Maybe we're not very close, says Janet Yellen. Here's Greg Ip:
Economics Blog : Fed May Be Questioning Labor-Market Tightness: The Federal Reserve still sees the labor market as tight, but may be less sure of that than it was six months ago. The continued low level of the unemployment rate is one of the reasons the Fed has continued to say in its policy statements that the “high level of resource utilization” could add pressure to inflation. For some time Fed officials have thought slower economic growth would push up the unemployment rate, creating slack in the economy that would help keep wage and price gains from accelerating.
But there are signs the labor market isn’t as tight as the low unemployment rate suggests. One reason is the absence of a notable acceleration in wage growth. Average hourly earnings rose 0.3% in June from May and were up 3.9% from a year earlier, in line with the rate of growth for the past year. The more comprehensive employment cost index grew 3.5% from the previous year in the first quarter, in the range of the past several years. Broader measures of compensation accelerated in the first quarter, but that may reflect the vagaries of employee stock options and one-time bonuses.
Federal Reserve Bank of San Francisco President Janet Yellen, in a speech delivered via video conference to the Risk Management Institute of Singapore early Friday local time, said, it’s possible “labor markets may not actually be particularly tight,” citing the restrained growth in employment costs. The Conference Board’s index of job market perceptions, she said, suggests that labor markets are “only very slightly on the tight side.” Ms. Yellen suggested she was sympathetic to these “benign explanations.”
The low unemployment rate reflects in part a recent drop in the “participation rate” — the share of working-age people either on the job or looking for work — from 66.4% in December to 66% in May. It edged back to 66.1% in June. Much of the drop in the participation rate has been among teenagers; contrary to the Fed’s expectation, the participation rate of older workers has actually risen. Jared Bernstein, senior economist at the Economic Policy Institute, a Washington think tank, noted the participation rate has fallen especially sharply for young people, blacks and Hispanics, groups who are “especially sensitive to the economy’s ups and downs.” If those missing workers were reported as unemployed, the jobless rate would be 5% instead of 4.5%, he said in a report.
Peter Hooper, chief economist at Deutsche Bank Securities, said, “The prevailing view at the Fed seems to be that the labor market is tight, but with some uncertainty because the tightness has not yet shown up in a clear upward trend in labor cost inflation and because labor force participation has jumped around a good deal.”
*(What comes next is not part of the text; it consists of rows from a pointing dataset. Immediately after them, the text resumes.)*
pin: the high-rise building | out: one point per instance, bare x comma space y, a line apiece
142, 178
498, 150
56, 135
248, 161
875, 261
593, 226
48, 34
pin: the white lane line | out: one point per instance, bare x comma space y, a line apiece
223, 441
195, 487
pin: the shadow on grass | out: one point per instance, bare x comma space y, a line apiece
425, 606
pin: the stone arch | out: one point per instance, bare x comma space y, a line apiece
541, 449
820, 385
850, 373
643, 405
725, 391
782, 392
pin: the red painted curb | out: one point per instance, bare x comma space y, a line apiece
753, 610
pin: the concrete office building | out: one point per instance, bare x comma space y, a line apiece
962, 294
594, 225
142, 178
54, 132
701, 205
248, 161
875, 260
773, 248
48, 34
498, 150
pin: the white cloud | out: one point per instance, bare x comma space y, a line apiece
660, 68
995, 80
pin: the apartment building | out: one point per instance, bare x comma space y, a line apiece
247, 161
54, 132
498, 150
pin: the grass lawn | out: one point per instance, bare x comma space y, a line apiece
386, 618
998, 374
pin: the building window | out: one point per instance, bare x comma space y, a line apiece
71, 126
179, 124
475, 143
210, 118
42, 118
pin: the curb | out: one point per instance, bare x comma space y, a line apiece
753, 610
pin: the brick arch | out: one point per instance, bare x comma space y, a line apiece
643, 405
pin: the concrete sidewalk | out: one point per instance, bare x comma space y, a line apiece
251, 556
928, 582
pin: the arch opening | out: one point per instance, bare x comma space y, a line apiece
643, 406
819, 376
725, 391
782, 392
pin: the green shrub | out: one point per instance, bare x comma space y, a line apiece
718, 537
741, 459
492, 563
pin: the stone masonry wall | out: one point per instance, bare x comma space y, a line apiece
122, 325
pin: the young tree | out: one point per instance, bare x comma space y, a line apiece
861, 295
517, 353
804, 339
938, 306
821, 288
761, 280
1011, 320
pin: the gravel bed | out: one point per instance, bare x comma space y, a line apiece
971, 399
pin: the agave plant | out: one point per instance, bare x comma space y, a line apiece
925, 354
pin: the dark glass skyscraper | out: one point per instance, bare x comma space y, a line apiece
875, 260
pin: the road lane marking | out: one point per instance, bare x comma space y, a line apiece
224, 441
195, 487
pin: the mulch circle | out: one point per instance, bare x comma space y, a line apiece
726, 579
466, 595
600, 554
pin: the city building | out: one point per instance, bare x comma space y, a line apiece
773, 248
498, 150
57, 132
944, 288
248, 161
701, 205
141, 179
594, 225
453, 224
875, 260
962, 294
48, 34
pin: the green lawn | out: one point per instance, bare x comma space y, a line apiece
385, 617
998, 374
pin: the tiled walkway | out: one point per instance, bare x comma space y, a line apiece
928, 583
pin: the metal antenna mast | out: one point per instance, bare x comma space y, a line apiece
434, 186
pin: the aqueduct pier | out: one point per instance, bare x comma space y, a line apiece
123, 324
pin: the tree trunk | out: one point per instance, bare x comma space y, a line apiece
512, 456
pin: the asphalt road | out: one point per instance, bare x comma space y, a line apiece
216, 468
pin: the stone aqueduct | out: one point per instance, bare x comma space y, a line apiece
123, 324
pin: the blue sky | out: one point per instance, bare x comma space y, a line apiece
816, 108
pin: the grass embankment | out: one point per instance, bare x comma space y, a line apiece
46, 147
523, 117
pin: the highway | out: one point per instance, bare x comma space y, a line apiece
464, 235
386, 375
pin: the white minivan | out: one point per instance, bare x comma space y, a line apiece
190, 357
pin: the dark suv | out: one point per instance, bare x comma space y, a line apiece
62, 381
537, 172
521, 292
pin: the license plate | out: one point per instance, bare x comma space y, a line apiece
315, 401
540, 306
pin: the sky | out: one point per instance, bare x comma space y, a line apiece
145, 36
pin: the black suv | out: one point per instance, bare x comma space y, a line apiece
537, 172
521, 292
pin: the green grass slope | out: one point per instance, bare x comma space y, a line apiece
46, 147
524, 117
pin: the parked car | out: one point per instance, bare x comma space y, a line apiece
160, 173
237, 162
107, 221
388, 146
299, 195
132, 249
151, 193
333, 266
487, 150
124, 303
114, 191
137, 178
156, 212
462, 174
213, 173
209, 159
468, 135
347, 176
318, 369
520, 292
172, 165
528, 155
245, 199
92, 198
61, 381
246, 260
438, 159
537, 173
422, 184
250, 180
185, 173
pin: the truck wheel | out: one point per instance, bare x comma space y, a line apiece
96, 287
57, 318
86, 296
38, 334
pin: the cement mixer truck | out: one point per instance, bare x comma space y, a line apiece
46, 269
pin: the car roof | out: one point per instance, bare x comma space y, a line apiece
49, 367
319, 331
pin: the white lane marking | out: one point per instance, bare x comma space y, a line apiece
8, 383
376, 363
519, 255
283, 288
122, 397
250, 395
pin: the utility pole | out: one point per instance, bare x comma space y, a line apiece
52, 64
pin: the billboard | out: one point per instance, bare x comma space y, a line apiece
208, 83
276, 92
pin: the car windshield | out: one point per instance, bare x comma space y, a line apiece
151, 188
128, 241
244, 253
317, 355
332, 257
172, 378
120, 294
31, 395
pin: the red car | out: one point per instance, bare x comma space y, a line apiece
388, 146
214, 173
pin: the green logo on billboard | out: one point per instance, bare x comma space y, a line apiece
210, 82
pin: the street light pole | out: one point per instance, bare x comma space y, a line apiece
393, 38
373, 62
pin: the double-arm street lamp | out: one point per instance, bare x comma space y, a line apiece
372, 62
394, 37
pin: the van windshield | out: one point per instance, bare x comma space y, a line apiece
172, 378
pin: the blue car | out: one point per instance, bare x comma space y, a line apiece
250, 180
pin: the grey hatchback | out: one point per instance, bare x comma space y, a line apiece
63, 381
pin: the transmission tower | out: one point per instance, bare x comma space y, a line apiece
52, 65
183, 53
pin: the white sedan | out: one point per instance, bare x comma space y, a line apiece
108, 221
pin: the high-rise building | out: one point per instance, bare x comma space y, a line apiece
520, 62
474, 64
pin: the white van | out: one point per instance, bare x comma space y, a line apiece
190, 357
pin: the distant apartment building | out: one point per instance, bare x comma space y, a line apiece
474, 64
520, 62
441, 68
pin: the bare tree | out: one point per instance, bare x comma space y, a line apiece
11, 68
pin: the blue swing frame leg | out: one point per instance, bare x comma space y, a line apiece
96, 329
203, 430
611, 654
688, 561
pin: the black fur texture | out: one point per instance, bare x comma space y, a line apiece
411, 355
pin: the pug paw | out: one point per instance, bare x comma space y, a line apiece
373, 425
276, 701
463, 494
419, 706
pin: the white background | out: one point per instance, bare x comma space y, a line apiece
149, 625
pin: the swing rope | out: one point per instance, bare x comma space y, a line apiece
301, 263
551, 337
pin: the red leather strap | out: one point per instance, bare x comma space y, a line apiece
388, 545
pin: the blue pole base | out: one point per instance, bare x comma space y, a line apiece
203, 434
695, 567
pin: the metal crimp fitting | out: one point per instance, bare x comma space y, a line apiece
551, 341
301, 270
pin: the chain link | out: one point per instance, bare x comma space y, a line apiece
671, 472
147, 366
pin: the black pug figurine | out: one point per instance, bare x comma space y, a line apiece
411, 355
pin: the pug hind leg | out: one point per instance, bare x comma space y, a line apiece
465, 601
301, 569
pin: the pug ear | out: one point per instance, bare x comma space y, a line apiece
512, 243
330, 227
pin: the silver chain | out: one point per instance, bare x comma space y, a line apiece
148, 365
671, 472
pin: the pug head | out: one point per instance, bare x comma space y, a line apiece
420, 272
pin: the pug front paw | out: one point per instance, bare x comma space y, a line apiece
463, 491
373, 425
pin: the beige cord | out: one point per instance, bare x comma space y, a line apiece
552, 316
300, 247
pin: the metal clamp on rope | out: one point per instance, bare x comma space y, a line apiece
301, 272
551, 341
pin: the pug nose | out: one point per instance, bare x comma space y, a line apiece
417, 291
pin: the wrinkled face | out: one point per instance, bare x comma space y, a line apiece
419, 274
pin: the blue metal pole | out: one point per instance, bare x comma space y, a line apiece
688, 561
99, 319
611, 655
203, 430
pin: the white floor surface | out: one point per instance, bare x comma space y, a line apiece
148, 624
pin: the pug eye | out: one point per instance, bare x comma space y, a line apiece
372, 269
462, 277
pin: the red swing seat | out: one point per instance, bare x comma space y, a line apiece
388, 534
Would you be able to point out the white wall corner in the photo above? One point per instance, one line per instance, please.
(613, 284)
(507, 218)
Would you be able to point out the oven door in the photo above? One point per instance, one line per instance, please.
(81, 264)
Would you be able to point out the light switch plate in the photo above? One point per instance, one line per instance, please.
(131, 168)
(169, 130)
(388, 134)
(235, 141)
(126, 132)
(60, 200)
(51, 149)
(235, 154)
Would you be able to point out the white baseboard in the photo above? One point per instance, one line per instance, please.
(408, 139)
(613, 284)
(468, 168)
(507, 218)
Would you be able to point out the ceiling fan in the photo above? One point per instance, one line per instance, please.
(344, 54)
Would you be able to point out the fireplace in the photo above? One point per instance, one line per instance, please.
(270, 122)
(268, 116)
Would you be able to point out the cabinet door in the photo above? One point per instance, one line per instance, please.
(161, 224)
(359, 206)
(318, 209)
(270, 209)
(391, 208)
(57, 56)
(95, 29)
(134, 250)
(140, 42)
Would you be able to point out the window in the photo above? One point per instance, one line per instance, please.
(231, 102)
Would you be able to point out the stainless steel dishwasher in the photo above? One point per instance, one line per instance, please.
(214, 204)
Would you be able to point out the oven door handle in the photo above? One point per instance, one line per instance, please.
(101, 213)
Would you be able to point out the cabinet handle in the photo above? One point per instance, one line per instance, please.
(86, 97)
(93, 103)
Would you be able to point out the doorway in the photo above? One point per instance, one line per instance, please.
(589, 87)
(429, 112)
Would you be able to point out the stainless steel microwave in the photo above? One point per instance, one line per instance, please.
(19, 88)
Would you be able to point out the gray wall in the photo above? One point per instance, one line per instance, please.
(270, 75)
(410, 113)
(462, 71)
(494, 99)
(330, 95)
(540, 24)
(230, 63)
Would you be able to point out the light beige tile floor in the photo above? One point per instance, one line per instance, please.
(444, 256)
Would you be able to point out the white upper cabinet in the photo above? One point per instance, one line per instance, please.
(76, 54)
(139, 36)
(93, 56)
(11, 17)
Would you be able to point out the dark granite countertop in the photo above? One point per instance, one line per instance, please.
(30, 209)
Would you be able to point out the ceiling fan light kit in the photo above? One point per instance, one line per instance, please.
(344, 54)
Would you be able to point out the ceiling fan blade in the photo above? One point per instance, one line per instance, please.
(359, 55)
This suggests that while the Fed still expects a rise in unemployment, such an increase may not be essential to its expectation of moderating inflation. Still it has other reasons to remain on the alert, such as the possibility that its recent decline has been led by temporary factors that could fade in coming months, and the possibility that higher import and commodity prices could feed through to other goods and services.